Five keys to victory for Cardinals at HOF Game

The Cardinals are just a few short days away from the first of five preseason games in 2012. They’ll take on the New Orleans Saints in the Hall of Fame Game on Sunday night in Canton, Ohio.

This will be the first time in 26 years that Arizona will have taken part in the Hall of Fame Game.

In 1986, the-then St. Louis Cardinals fell to the New England Patriots 21-16.

The Saints last made the trip to Canton, Ohio, in 2007, losing to the Pittsburgh Steelers 20-7.

As far as Saints/Cardinals preseason match-ups go, the Saints lead the series 3-0, with their last victory, a 24-10 victory, coming on August 7, 2008, at University of Phoenix Stadium.

It’s definitely an honor for the Cardinals to take part in the Hall of Fame Game, and it would be great if they won the game, but at the end of the day, if they can get to Kansas City, Mo., and keep the bumps and bruises to a minimum, then that’s a victory in itself, considering there’s four more preseason games to play after Sunday’s game.

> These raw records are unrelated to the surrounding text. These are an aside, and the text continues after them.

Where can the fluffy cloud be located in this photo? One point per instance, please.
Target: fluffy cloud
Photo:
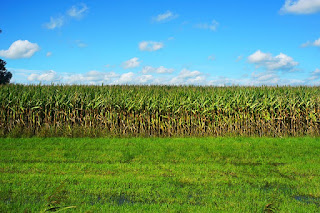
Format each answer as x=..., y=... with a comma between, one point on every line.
x=160, y=70
x=315, y=75
x=80, y=44
x=211, y=58
x=131, y=63
x=211, y=26
x=239, y=58
x=20, y=49
x=77, y=11
x=266, y=60
x=269, y=77
x=316, y=43
x=301, y=6
x=186, y=77
x=150, y=45
x=47, y=77
x=167, y=16
x=54, y=23
x=91, y=77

Here’s my five keys to victory for the Cardinals on Sunday night:

  1. Get consistent play out of the  quarterbacks.
  2. The horses up front need to keep the signal callers off the deck, and allow them time to operate.
  3. The defensive front seven need to play like madmen and stay in the Saints’ jerseys.
  4. The secondary needs to reel in the Saints receivers.
  5. Keep mistakes to a minimum.

Head coach Ken Whisenhunt hasn’t said how many reps each player will get on Sunday, but depending on what he decides to do, each player has to give their max effort when they’re on the field, whether you’re a starter, or you’re on the third team.

Kevin Kolb will start at quarterback, that’s for certain, with John Skelton his relief.

Both players are aware of what they need to do to make the offense move and put points on the board. They’re not lacking for talent on that side of the ball, with guys like Larry Fitzgerald, Andre Roberts, Early Doucet and Michael Floyd to throw to.

The question mark on offense thus far is the running game.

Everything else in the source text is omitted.